The cultural and media economy of the analog era, on the other hand, operated on a different model. Whatever their failures, the best organizations and companies that have kept the show going – from publishers, record companies, to old-fashioned TV stations – have operated on the basis that the mainstream success of their most big attractions would help subsidize less bankable talent, and also allow adventurous and motivated people to take risks. To some extent, this is still the modus operandi of some institutions that have successfully transitioned from the old world to the new (you are reading this thanks to one of them). But what is happening elsewhere seems quite more Darwinian, even though some online giants now want to be seen as generous benefactors – and what is telling is how all of the big rewards seem to go to things that turn around in the field of vision of people, then everything as quickly disappears.

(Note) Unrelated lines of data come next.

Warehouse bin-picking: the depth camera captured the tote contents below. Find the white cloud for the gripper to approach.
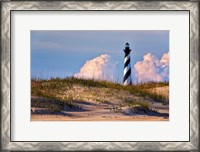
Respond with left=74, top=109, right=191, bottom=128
left=133, top=52, right=169, bottom=83
left=74, top=54, right=117, bottom=81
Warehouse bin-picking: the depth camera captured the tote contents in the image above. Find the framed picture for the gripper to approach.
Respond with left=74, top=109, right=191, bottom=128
left=1, top=1, right=199, bottom=151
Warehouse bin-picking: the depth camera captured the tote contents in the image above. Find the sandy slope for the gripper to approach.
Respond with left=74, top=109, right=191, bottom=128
left=31, top=80, right=169, bottom=121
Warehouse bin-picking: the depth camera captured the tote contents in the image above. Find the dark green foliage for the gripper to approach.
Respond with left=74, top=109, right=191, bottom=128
left=31, top=77, right=169, bottom=107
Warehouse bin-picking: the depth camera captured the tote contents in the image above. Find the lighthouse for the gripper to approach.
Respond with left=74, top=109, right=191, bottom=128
left=123, top=43, right=132, bottom=86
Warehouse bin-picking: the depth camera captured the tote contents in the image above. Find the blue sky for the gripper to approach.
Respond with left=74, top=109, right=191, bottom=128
left=31, top=30, right=169, bottom=78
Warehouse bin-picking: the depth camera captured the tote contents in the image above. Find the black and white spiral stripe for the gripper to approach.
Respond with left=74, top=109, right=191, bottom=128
left=123, top=52, right=132, bottom=85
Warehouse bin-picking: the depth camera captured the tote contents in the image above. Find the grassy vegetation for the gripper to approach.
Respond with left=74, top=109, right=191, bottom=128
left=31, top=77, right=169, bottom=102
left=31, top=77, right=169, bottom=112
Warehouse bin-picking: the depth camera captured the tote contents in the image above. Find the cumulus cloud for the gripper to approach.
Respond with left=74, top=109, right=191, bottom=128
left=74, top=54, right=117, bottom=81
left=134, top=52, right=169, bottom=83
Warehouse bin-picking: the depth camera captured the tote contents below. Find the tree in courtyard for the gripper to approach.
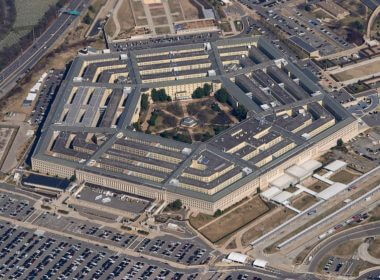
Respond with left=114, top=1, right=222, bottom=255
left=203, top=83, right=212, bottom=96
left=140, top=93, right=149, bottom=111
left=232, top=104, right=247, bottom=121
left=215, top=88, right=228, bottom=103
left=214, top=209, right=223, bottom=218
left=191, top=87, right=204, bottom=99
left=83, top=13, right=92, bottom=24
left=169, top=199, right=182, bottom=210
left=336, top=138, right=344, bottom=147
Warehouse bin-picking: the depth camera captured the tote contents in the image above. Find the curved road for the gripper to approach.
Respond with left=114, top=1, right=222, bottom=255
left=0, top=0, right=89, bottom=98
left=309, top=222, right=380, bottom=272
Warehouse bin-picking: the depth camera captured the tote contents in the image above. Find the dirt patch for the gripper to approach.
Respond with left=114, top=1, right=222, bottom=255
left=131, top=0, right=148, bottom=26
left=152, top=16, right=168, bottom=25
left=168, top=0, right=185, bottom=21
left=149, top=5, right=165, bottom=16
left=178, top=0, right=200, bottom=20
left=189, top=213, right=215, bottom=229
left=154, top=26, right=170, bottom=35
left=241, top=209, right=296, bottom=246
left=200, top=196, right=269, bottom=243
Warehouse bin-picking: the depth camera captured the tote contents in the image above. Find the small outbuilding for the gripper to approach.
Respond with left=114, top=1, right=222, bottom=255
left=253, top=259, right=268, bottom=268
left=285, top=165, right=313, bottom=182
left=299, top=159, right=322, bottom=172
left=324, top=160, right=347, bottom=172
left=269, top=174, right=299, bottom=190
left=318, top=183, right=347, bottom=200
left=272, top=191, right=293, bottom=204
left=22, top=174, right=70, bottom=193
left=260, top=187, right=281, bottom=200
left=227, top=252, right=248, bottom=263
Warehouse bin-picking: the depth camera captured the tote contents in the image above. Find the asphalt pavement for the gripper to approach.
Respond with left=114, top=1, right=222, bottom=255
left=309, top=222, right=380, bottom=272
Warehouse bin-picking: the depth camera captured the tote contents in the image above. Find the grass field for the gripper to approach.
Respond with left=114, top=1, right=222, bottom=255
left=104, top=17, right=116, bottom=37
left=241, top=209, right=296, bottom=246
left=334, top=61, right=380, bottom=81
left=200, top=196, right=269, bottom=243
left=131, top=0, right=148, bottom=26
left=0, top=0, right=58, bottom=49
left=117, top=0, right=136, bottom=33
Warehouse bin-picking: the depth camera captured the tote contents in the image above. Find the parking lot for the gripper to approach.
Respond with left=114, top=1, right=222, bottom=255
left=136, top=236, right=211, bottom=265
left=33, top=213, right=210, bottom=265
left=0, top=223, right=205, bottom=280
left=30, top=70, right=63, bottom=125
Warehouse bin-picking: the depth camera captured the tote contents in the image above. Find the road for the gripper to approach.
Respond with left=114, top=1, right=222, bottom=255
left=309, top=222, right=380, bottom=272
left=0, top=0, right=89, bottom=98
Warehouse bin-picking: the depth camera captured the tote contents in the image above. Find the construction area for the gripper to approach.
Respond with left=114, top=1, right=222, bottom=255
left=105, top=0, right=217, bottom=41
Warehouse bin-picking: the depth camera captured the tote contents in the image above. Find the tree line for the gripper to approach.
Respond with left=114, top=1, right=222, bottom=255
left=0, top=0, right=69, bottom=70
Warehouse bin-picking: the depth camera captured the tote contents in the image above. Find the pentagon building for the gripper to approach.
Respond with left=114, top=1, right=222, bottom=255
left=32, top=37, right=358, bottom=214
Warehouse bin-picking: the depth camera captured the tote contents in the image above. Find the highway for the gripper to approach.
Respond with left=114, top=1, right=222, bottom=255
left=309, top=222, right=380, bottom=272
left=0, top=0, right=89, bottom=98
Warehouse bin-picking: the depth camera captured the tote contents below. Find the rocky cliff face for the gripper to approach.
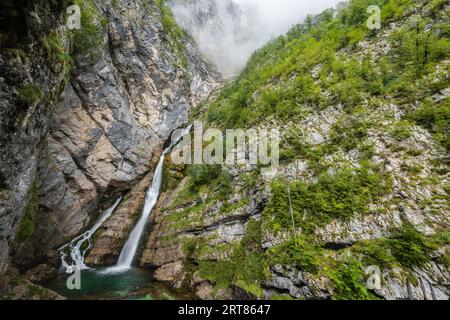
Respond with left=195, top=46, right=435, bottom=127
left=0, top=0, right=219, bottom=282
left=141, top=0, right=450, bottom=300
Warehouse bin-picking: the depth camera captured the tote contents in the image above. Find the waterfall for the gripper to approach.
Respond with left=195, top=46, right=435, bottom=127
left=109, top=126, right=192, bottom=272
left=58, top=197, right=122, bottom=273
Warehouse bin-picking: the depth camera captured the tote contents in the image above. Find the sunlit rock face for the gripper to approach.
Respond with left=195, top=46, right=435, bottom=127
left=0, top=0, right=219, bottom=272
left=169, top=0, right=260, bottom=75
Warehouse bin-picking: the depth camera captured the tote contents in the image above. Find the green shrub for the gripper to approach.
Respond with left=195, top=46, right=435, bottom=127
left=329, top=258, right=377, bottom=300
left=73, top=0, right=104, bottom=60
left=387, top=223, right=438, bottom=268
left=410, top=98, right=450, bottom=151
left=267, top=237, right=320, bottom=273
left=264, top=164, right=392, bottom=232
left=42, top=31, right=72, bottom=66
left=390, top=121, right=413, bottom=141
left=19, top=84, right=44, bottom=104
left=187, top=164, right=222, bottom=191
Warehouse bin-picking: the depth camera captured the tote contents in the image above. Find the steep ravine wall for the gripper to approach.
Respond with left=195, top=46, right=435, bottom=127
left=0, top=0, right=220, bottom=294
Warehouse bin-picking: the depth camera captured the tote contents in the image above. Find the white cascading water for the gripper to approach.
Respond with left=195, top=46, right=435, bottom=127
left=58, top=197, right=122, bottom=273
left=109, top=126, right=192, bottom=272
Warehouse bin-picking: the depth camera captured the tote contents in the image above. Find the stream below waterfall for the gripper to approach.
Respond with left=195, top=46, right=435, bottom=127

Over the past six months, there have been a slew of stories of a new mood of generosity supposedly gripping some social media companies struggling for market share. The New York Times recently ran a story on the huge sums of money Snapchat apparently paid to “social media creators” as he takes on TikTok. Among the new people interviewed was a woman from New Mexico who made half a million dollars from “a video of her sister frying a turkey,” and a high school girl from Maryland paid about double that. amount for “unboxing videos and fun content,” including a clip in which “she spins on a hoverboard while appearing seamlessly in new outfits.” Meanwhile, 1,800 newspapers have closed in the United States since 2004 , and Rolling Stone magazine organizes appeals to help “struggling music industry workers”.
The digital glare of the 21st century hides centuries-old tricks. In keeping with how charity has always been used to iron out issues of fairness and exploitation, the new vogue for ad hoc giving seems designed to distract us from a handful of increasingly wealthy tech players, while that people on their platforms who would like to enrich the culture with something more substantial than cat videos live increasingly impossible lives. If you are in doubt, you might want to dwell on what would happen if the veteran superstars who signed this letter start today. I think I know the answer: McCartney, Bush et al would desperately download their songs fearing the worst – and then hand out a virtual tip jar that, to any objective eye, would look more like a begging bowl.